Does this mean I will probably need to configure DNS server like no-ip which can be integrated into IOS I believe.

3. Do I need a license in order to use IKEv2? On the 1941 or 3945

You will need NAT setup on the ISP router, which translates the public IP address to the gig0/0 interface IP address of the cisco router. The client will connect to the public IP address, yes you'd need some kind of IP/DNS setup.

You'll need the security license on the router

Going back to dynamic routing protocol, you won't be able to set this up to a Windows client, you'll need to continue to use IKEv2 routing. Dynamic routing will only work if both devices are routers.

@Rob Ingram @Just curious, on your recommendation to use EIGRP or BGP instead of OSPF?

Is there any specific reason as to why you made that recommendation in this particular scenario?

I am just working on gaining my CCNA, and the new syllabus only covers one dynamic routing protocol—> OSPF?

but I noticed a lot of people having issues with OSPF and tunnels generally.

@tanyatamir53355 

Cisco recommend using BGP or EIGRP

https://www.ciscolive.com/global/on-demand-library.html?search.event=ciscoliveus2020&search=flexvpn#/session/1573153557176001Jgqh

OSPF (link-state protocol) requires every router running OSPF to have an identical and up to date OSPF database, any routing changes is replicated to all routers. Even if no routing changes, routes updates are sent at regular intervals to all OSPF router.

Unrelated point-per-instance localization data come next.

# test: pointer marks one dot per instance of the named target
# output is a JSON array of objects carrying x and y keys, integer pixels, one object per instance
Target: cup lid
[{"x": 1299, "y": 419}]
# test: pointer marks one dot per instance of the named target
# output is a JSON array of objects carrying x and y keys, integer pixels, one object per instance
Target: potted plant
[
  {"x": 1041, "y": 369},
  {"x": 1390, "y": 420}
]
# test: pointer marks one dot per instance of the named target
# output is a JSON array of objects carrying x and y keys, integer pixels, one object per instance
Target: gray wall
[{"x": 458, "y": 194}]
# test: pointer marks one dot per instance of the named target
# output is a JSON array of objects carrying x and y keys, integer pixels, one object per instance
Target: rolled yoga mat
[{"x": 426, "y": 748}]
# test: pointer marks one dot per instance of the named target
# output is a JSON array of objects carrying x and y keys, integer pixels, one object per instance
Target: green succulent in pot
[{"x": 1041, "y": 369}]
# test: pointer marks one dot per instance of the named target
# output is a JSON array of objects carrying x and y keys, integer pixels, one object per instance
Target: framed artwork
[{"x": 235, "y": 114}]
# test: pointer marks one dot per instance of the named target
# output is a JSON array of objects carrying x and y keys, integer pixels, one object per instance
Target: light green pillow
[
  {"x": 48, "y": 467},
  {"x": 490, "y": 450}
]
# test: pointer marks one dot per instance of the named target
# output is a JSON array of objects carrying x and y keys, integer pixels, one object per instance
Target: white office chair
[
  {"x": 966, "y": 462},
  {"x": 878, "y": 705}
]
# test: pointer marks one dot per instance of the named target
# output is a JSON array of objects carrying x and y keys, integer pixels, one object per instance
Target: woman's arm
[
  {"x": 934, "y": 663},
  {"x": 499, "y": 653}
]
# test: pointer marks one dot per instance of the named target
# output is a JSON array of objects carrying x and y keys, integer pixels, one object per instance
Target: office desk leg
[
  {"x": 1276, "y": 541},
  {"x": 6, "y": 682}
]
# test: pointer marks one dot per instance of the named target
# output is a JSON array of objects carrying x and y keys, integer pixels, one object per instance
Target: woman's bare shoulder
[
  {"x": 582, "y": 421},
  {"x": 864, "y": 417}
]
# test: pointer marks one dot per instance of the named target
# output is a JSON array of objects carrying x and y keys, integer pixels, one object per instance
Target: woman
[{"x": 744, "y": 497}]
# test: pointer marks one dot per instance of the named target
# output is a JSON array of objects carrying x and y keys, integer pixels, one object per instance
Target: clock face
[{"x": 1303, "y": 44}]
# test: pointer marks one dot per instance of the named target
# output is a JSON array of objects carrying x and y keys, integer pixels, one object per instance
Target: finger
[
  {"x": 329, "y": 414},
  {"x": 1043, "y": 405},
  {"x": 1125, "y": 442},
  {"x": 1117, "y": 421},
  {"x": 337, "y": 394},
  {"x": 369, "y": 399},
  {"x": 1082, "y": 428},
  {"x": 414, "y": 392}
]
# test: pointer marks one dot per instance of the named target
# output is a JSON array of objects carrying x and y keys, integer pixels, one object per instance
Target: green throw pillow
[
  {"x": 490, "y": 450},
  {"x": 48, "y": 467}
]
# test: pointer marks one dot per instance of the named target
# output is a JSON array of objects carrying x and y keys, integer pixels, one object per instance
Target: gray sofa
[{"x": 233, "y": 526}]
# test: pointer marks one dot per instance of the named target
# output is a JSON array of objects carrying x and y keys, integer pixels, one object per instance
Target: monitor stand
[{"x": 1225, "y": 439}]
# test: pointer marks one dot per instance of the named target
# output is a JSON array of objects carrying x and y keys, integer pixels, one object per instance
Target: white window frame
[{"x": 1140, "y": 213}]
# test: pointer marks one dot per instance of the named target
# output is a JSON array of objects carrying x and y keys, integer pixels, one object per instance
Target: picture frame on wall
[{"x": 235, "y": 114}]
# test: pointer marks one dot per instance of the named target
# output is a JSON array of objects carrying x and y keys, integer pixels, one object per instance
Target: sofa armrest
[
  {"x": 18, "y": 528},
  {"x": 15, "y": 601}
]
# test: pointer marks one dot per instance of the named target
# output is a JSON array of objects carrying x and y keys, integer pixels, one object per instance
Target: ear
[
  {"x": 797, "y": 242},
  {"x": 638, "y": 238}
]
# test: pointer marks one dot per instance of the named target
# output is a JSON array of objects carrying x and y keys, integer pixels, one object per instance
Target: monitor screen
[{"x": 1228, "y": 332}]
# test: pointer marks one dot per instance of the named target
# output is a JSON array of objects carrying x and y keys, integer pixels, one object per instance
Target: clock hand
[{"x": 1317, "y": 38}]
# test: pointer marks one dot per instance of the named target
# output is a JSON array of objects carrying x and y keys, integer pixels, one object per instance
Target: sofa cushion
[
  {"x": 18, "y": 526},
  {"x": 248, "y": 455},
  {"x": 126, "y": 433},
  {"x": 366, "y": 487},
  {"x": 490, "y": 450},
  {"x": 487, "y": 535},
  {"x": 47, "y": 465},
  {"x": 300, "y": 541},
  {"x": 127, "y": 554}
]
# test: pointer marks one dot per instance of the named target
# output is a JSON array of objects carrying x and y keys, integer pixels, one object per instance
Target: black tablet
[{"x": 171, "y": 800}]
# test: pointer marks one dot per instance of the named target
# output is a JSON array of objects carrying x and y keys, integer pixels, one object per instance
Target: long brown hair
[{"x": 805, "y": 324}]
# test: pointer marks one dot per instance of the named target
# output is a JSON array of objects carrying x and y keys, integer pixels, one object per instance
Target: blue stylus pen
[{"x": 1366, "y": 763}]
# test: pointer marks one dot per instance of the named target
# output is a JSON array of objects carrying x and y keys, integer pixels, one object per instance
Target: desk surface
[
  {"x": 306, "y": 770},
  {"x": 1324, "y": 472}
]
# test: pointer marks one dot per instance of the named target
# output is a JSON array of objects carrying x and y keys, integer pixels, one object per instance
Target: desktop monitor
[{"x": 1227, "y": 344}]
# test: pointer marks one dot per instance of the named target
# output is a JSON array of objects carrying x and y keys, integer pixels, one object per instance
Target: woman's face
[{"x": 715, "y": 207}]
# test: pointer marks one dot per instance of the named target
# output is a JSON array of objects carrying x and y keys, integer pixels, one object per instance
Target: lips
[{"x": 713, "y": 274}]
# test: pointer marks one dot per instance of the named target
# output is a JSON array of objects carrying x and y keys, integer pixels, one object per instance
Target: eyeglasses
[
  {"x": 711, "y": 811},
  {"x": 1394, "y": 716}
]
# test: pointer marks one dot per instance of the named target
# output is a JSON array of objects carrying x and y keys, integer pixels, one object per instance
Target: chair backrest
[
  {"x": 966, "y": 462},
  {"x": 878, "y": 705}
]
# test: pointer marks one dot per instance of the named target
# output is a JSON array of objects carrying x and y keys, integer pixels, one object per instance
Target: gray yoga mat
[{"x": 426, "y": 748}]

EIGRP doesn't need to know about all the routers and has a unique topology table, any changes are not replicated amongst the other routers running EIGRP. EIGRP does not sent periodic updates. EIGRP is less chatty, which can be useful in large VPN designs.

@Rob Ingram 

Thats makes total sense! thank for clearing this up!

You will need NAT setup on the ISP router, translate the public IP address to the outside interface of the route, you need to forward UDP/500 and UDP/4500. You'll have to figure out how to do that yourself, I don't know configure whatever cheap plastic consumer ISP router you have.

Hi there again,

Nat(overload)is already on these ISP based router as default. There isn’t any configuration for NAT just DMZ and other stuff like uPnP.   

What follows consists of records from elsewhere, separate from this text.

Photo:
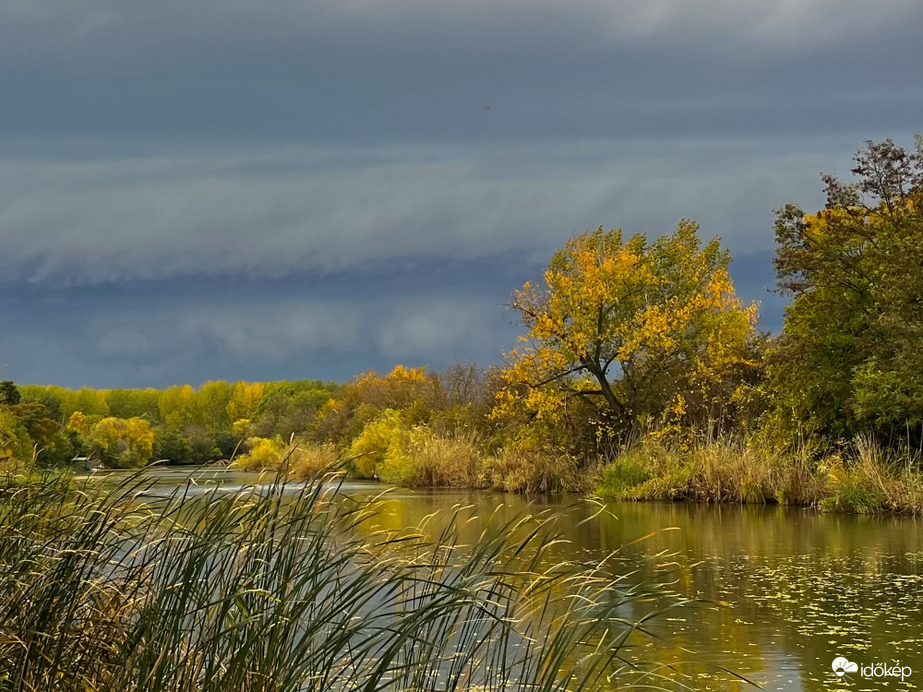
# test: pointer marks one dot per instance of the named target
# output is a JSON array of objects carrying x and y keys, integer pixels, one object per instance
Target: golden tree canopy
[{"x": 630, "y": 325}]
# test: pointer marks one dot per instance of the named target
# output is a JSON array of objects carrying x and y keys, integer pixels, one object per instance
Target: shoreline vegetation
[{"x": 641, "y": 375}]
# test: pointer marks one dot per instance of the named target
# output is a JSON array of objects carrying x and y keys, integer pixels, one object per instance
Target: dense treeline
[
  {"x": 639, "y": 365},
  {"x": 131, "y": 427}
]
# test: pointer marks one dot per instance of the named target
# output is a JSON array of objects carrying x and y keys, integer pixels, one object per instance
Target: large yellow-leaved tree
[{"x": 636, "y": 328}]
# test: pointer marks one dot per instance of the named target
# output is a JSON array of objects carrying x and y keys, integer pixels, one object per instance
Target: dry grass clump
[
  {"x": 306, "y": 460},
  {"x": 531, "y": 469},
  {"x": 862, "y": 478},
  {"x": 425, "y": 459}
]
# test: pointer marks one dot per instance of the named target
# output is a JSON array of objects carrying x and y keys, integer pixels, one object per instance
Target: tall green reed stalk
[{"x": 291, "y": 587}]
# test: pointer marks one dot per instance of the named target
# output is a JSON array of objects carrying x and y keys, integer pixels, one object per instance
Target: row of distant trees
[{"x": 624, "y": 336}]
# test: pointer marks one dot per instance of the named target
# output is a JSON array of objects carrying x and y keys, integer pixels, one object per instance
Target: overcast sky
[{"x": 200, "y": 189}]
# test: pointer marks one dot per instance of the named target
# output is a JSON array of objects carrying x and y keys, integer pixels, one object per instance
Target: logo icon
[{"x": 841, "y": 666}]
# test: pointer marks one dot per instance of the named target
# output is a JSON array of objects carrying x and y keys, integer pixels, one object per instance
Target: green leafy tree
[
  {"x": 121, "y": 442},
  {"x": 9, "y": 393},
  {"x": 849, "y": 357}
]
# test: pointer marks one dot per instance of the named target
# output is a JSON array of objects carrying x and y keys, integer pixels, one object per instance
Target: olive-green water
[{"x": 779, "y": 593}]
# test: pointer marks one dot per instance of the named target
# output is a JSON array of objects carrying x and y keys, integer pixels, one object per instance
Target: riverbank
[{"x": 861, "y": 478}]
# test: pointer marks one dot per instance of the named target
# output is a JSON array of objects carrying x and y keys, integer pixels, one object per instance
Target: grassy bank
[
  {"x": 860, "y": 478},
  {"x": 290, "y": 588}
]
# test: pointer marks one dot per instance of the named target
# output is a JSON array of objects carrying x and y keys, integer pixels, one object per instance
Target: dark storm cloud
[
  {"x": 226, "y": 188},
  {"x": 420, "y": 69}
]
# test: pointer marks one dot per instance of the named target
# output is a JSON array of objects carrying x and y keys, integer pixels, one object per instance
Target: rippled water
[{"x": 779, "y": 593}]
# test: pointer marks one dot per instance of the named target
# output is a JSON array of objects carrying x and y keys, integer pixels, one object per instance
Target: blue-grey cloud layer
[{"x": 237, "y": 189}]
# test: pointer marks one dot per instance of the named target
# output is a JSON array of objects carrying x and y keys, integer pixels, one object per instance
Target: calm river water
[{"x": 780, "y": 593}]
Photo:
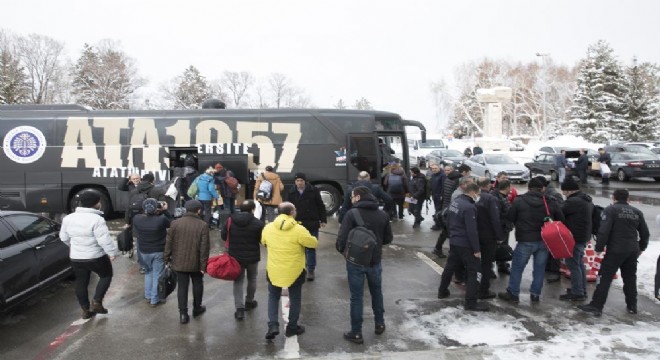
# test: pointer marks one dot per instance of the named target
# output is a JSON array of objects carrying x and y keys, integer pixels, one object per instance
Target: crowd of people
[{"x": 475, "y": 215}]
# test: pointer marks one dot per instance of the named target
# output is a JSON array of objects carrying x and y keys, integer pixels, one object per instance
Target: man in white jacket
[{"x": 92, "y": 250}]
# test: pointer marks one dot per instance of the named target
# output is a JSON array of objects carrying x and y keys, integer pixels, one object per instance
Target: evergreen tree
[
  {"x": 191, "y": 90},
  {"x": 641, "y": 101},
  {"x": 598, "y": 104},
  {"x": 14, "y": 88}
]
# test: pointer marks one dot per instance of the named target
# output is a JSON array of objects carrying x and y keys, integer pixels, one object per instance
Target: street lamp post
[{"x": 545, "y": 87}]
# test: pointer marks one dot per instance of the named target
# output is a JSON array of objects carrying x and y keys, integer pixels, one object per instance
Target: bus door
[{"x": 362, "y": 155}]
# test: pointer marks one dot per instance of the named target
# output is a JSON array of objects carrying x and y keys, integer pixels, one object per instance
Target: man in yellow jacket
[{"x": 286, "y": 241}]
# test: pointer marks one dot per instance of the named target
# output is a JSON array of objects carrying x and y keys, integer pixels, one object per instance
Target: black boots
[{"x": 97, "y": 307}]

I am certain PAT is already there otherwise only one of my devices would have been online.

so from the Cisco router gig0/0(192.168.0.254) I can ping the router (192.168.0.1). I can also ping the outside 8.8.8.8 from the router(going/and received via gig0/0 which is the isp router)

Subsequently, the Cisco router has got connectivity to the internet. Does this sound good to go? 

in regards to the license my 1941 has K9/v05 does the k9 represent the security license?

I am very grateful for this. Many thanks 

No PAT will be used for outbound NAT, providing you with internet access. You need a static NAT inbound, to map your public IP address on the ISP router to the private IP address of the cisco router, using the ports I previously provided.